Juan Carlos se entendió mejor con los presidentes de izquierdas que con los de derechas

El ensayo, que se publica apenas mes y medio después de Reconciliación, considera que su vasta proyección internacional y su liderazgo en diplomacia económica -fuente también de los escándalos que condujeron a su abdicación- se asentaron en “la existencia de un amplio consenso político y social respecto a las prioridades de la política exterior española, y la naturaleza de su relación con los sucesivos presidentes del Gobierno”. “Durante los periodos de consenso estable y baja polarización política, don Juan Carlos pudo encarnar y proyectar con éxito la idea de una España nueva y democrática más allá de sus fronteras, aprovechando al máximo la capacidad de representación simbólica de la Corona. En ausencia de este consenso, su papel e influencia tendieron a disminuir, como ocurrió de forma recurrente tras el cambio de siglo”.

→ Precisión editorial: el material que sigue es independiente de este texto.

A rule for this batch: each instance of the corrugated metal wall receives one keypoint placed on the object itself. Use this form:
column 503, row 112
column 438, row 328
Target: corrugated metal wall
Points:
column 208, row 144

El libro -fruto de entrevistas con la mayoría de los protagonistas, incluida una visita a Abu Dabi para conversar con el monarca- disecciona más de cuatro décadas y reconoce que “Juan Carlos se entendió mejor con los presidentes de izquierdas que con los de derechas, debido sobre todo a que los primeros carecían de convicciones monárquicas cuando llegaron al cargo, por lo que el monarca tuvo que hacer un esfuerzo especial para ganárselos, lo cual no fue necesario con los segundos”.

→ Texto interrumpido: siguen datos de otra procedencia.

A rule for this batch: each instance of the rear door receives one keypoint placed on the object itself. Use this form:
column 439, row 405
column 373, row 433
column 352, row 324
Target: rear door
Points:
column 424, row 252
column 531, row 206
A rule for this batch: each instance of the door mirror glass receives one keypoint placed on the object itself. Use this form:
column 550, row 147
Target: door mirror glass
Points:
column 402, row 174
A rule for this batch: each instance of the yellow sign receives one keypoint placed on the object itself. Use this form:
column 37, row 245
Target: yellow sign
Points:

Pregunta.- ¿Qué aporta El rey Juan Carlos I y la proyección exterior de España?
Respuesta.- Aporta sobre todo los documentos que he ido encontrando en archivos de fuera de España, fundamentalmente británicos y estadounidenses, que son inéditos. Esto me ha permitido, por ejemplo, reproducir todas las conversaciones del rey con diez presidentes americanos, desde Gerald Ford a Barack Obama y también muchas de sus conversaciones con seis presidentes franceses, de Giscard d'Estaing a François Hollande. Como historiador, la principal novedad radica básicamente en esa documentación. He tenido también luego conversaciones con muchos de los protagonistas, jefes y secretarios generales de la Casa del Rey, el propio don Juan Carlos. Estuve con él dos veces en Abu Dabi. A lo largo de mi carrera he hablado con todos los presidentes del Gobierno de España y creo que con todos los ministros de Exteriores y esas conversaciones también se reflejan en el libro.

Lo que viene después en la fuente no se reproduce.